Weather delayed the corps from beginning repair work last month as planned.
But the corps over the weekend said the contractor overseeing the $6.4 million repair is now on site and expected to complete the project by late spring or early summer.
“The reconstructed embankment will be protected by stone riprap on the upstream side and Bermuda grass sod on the downstream side,” Mike Kingston, the corps’ project manager, said in a statement.
“As part of this effort, removal and replacement of a portion of the asphalt roadway and subgrade layers along the embankment crest will be required.”
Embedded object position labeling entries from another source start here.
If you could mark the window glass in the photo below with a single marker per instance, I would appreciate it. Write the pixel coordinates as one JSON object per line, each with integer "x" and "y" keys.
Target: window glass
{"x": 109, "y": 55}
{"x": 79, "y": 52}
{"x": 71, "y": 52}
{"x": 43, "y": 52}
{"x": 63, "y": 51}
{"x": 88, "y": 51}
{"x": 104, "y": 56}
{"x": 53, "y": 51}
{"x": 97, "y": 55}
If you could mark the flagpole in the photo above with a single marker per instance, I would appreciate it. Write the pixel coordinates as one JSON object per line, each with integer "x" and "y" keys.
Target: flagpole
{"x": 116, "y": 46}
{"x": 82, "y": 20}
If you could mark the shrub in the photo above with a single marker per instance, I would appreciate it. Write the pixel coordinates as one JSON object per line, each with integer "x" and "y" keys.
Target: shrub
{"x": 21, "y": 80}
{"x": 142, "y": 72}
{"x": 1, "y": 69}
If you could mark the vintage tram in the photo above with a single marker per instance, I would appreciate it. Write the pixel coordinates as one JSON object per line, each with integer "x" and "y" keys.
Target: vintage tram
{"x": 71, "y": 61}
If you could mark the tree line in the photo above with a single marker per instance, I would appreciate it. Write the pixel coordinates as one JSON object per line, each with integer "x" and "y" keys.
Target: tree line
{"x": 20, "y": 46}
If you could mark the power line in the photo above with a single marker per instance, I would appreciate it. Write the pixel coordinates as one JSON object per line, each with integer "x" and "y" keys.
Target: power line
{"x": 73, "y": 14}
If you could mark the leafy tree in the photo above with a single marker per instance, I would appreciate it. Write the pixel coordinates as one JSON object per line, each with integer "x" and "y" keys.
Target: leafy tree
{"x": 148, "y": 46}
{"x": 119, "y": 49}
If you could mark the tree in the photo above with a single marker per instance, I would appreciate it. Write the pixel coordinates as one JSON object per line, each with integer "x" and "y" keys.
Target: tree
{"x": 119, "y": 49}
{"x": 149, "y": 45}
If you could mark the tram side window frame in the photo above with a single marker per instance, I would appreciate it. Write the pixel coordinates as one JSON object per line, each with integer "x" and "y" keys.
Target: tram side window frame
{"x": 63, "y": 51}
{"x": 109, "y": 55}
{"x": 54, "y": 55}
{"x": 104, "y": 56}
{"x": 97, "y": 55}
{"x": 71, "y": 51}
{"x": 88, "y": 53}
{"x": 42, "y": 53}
The corps, which manages Lewisville Lake for the federal government, had covered the landslide with tarps to protect it from rain, using rocks, sand bags and wooden pallets to hold the tarps in place.
Severe thunderstorms late last year wreaked havoc on the tarps, exposing the vulnerable landslide to more than 16 inches of rain that bombarded the North Texas area over the Thanksgiving and Christmas holidays.
The landslide repair is necessary to prevent further erosion at what the corps rates as the eighth-most-hazardous dam in the country. Failure of the dam could send a wall of water 65 feet tall sweeping toward downtown Dallas. More than 400,000 people live in the water’s path.
The 161-foot-long, 23-foot-wide landslide appeared in late June after record rainfall and is adjacent to another major slide that occurred in 1995.
After The Dallas Morning News and the Denton Record-Chronicle published a report about the threat to Lewisville Lake Dam, three members of the North Texas congressional delegation pledged to raise money to accelerate repairs.
The corps estimates that permanent repairs will cost between $50 million and $500 million and would take several years.
The corps has taken steps to lower the lake level to repair the landslide by releasing water downstream and said in statement that despite “some known dam safety issues, it is not at risk of failure.”